Bruxelles – “Bentornata Polonia”, esulta la ministra degli Esteri belga, Hadja Lahbib, a nome della presidenza del Consiglio dell’Ue e di 26 Paesi membri. Tutti tranne uno, perché a quanto si apprende l’Ungheria di Viktor Orbán si è opposta alla chiusura della procedura prevista dall’articolo 7 dei Trattati sulla violazione dello Stato di diritto a Varsavia, in solidarietà con l’ex premier sovranista polacco Mateusz Morawiecki. Ma il nuovo governo nazionale guidato da Donald Tusk ha convinto l’Ue non esiste più un rischio evidente di grave violazione dello Stato di diritto in Polonia.
Dopo l’analisi condotta dalla Commissione europea, che ha certificato le buone intenzioni di Tusk, la vicepresidente responsabile per coordinare le politiche sui valori e la trasparenza, Věra Jourová, ha sottoposto l’intenzione di chiudere il contenzioso con Varsavia ai ministri dei 27 riuniti per il Consiglio Ue Affari Generali. Trovando un “ampio sostegno” da parte degli Stati membri al piano d’azione annunciato lo scorso febbraio dal ministro per gli Affari europei polacco, Adam Bodnar, per dare risposta alle preoccupazioni di Bruxelles.
Lo stesso Bodnar, a margine della riunione, ha dato l’annuncio in un post su X: “Oggi è un giorno importante per la Polonia e per i cittadini polacchi! 26 Stati membri dell’Unione Europea hanno votato a favore dell’abolizione della procedura dell’articolo 7 imposta alla Polonia nel dicembre 2017, che gettava un’ombra sulla reputazione del nostro Paese”, ha scritto. La vicepresidente Jourová ha confermato che “nei prossimi giorni” proporrà di ritirare la procedura d’infrazione, fissando la data di ritiro al massimo “entro la fine di maggio“.

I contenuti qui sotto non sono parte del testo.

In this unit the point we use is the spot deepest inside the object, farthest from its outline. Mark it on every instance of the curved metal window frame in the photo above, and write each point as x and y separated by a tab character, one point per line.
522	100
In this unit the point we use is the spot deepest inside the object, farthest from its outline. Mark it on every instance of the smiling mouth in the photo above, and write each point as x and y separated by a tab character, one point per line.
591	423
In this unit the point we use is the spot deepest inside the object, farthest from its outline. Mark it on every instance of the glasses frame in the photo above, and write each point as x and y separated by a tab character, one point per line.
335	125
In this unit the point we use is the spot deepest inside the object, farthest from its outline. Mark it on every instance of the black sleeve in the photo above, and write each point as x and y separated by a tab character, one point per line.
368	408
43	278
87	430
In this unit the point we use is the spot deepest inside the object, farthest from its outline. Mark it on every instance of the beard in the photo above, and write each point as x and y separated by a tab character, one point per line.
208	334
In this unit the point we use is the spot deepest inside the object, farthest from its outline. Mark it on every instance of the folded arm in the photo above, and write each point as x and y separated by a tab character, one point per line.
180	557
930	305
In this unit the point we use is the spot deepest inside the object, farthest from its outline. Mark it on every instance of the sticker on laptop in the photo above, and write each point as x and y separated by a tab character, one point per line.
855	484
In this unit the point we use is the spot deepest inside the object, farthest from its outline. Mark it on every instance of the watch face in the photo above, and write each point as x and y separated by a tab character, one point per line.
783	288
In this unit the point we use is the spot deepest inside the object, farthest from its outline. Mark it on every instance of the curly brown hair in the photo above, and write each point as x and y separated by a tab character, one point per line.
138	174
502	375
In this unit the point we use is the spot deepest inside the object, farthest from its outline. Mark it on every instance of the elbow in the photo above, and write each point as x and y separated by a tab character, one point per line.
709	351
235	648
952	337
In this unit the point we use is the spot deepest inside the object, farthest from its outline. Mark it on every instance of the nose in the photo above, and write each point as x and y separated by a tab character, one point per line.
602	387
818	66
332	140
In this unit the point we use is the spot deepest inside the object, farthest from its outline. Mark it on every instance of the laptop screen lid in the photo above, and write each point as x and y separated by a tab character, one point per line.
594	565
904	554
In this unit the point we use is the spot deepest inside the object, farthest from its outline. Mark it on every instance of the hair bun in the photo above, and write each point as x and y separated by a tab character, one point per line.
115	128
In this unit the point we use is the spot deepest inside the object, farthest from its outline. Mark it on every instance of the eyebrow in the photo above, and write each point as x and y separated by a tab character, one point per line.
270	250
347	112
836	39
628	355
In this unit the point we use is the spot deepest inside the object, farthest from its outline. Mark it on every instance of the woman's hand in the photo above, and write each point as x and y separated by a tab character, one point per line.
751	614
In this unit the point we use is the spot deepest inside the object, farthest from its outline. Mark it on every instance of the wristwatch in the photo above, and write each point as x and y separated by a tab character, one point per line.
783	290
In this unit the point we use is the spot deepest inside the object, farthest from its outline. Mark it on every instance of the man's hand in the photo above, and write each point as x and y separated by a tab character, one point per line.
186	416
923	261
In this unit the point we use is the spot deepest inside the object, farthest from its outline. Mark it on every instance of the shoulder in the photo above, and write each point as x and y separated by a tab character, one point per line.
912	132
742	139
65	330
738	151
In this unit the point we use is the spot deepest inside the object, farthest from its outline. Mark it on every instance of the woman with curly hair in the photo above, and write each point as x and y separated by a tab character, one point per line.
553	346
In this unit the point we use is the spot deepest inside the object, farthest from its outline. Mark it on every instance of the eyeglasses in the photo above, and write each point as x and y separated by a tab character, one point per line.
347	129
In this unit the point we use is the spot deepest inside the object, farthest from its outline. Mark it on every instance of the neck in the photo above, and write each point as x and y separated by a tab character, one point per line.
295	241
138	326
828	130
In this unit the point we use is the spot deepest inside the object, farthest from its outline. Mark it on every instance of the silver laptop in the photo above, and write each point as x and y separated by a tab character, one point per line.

Le riforme lanciate dal governo europeista di Tusk sull’indipendenza giudiziaria, le decisioni di aderire alla Procura Europea (Eppo), di rispettare le sentenze della Corte di Giustizia Ue e della Corte Europea dei Diritti Umani e di separare la carica di procuratore generale da quella di ministro della Giustizia hanno convinto l’Unione europea.
Nei mesi scorsi – a testimonianza del rilassamento dei rapporti tra Bruxelles e Varsavia dopo l’insediamento di Tusk-, la Commissione europea aveva già comunque sbloccato 76,5 miliardi di euro dai Fondi di coesione e 6,3 miliardi dal Next Generation Eu per la Polonia, parte dei 137 miliardi complessivi congelati dall’Ue con l’attivazione dell’articolo 7. “Vorrei sottolineare che la conclusione della procedura di cui all’articolo 7 per la Polonia non significa che non sarà sottoposta a nessun tipo di monitoraggio”, ha voluto sottolineare Jourová, ricordando che “continueremo il monitoraggio nell’ambito del rapporto sullo Stato di diritto, che è un esercizio annuale, e pubblicheremo il prossimo dopo le elezioni”.